Some people believe the Sun used to be yellow
Accompanying program
Some people believe the Sun used to be yellow
exhibiting artists: Julia Crabtree & William Evans, Elena Damiani, Rowena Harris, Adrien Missika, Ana Vaz
curator: Soós Borbála
When we look
at a beautiful landscape it can hurt sometimes. Maybe we are afraid that it is
the last time we are able to glance at it, trying to grasp it too hard… Or
perhaps we know that it is actually already not real.
The
exhibition transplants us into a fictional landscape. It is a strange, yet
familiar place, potentially of the future. Clearly dependent on human
interaction, it is a result of complex forces, pre-determined by hybrid
histories.
Territories
are the relationship between human cohabitation, earth systems and material
processes, unfolding in time and across space (1). In recent history the
results of large-scale exploitation linked colonialism, reterritorialisation
and restructuring made the relationship and our related histories fragmented
and hard to recuperate. These combined with the pressures of capitalism and the
needs of industrial production created a circulation of intensities that draw the
number of possible outcomes to a shrinking number.

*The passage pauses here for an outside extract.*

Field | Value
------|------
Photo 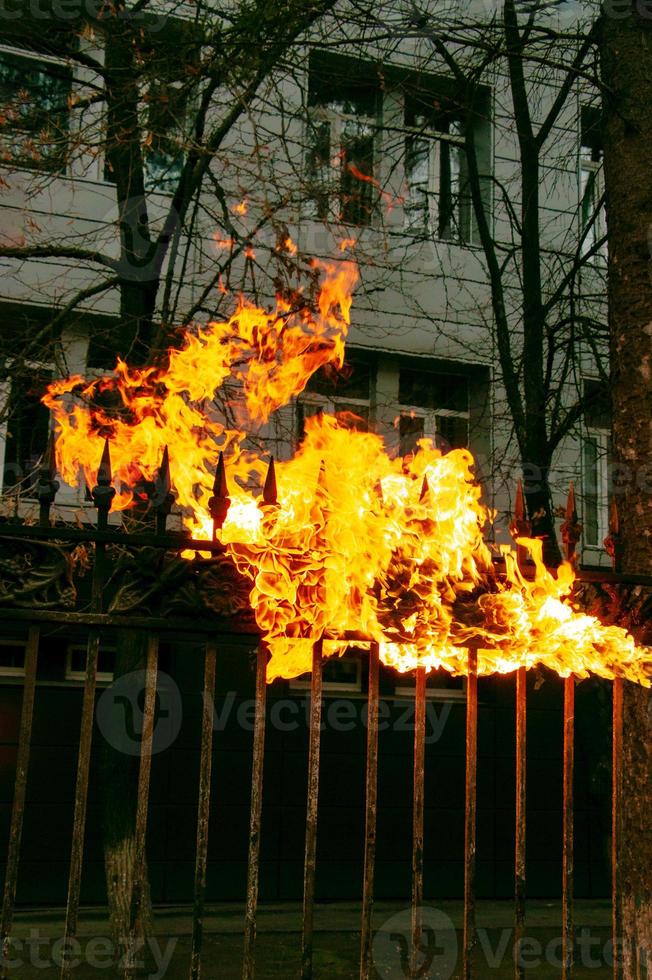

With the effects of the
ongoing climate change and a sense of a looming disaster of toxic pollution, we
have to think about our future in the view of past mistakes.
Take the
idea of the ruin, it is something that used to belong to the past, yet
increasingly it is becoming part of our future. Our epoch sets in motion
reverberations and oscillations that scatter long-established boundaries and
opens up a new set of divisions in time and space. Or as Rowena Harris put it
in the title of her recent performance lecture: how to go forward if the future
and past are not where you would normally find them?
1) John
Palmesino and Ann-Sofi Rönnskog, Territorial Agency and Armin Linke. In:
Posthuman Glossary, Ed by Rosi Braidotti & Maria Hlavajova, 2018.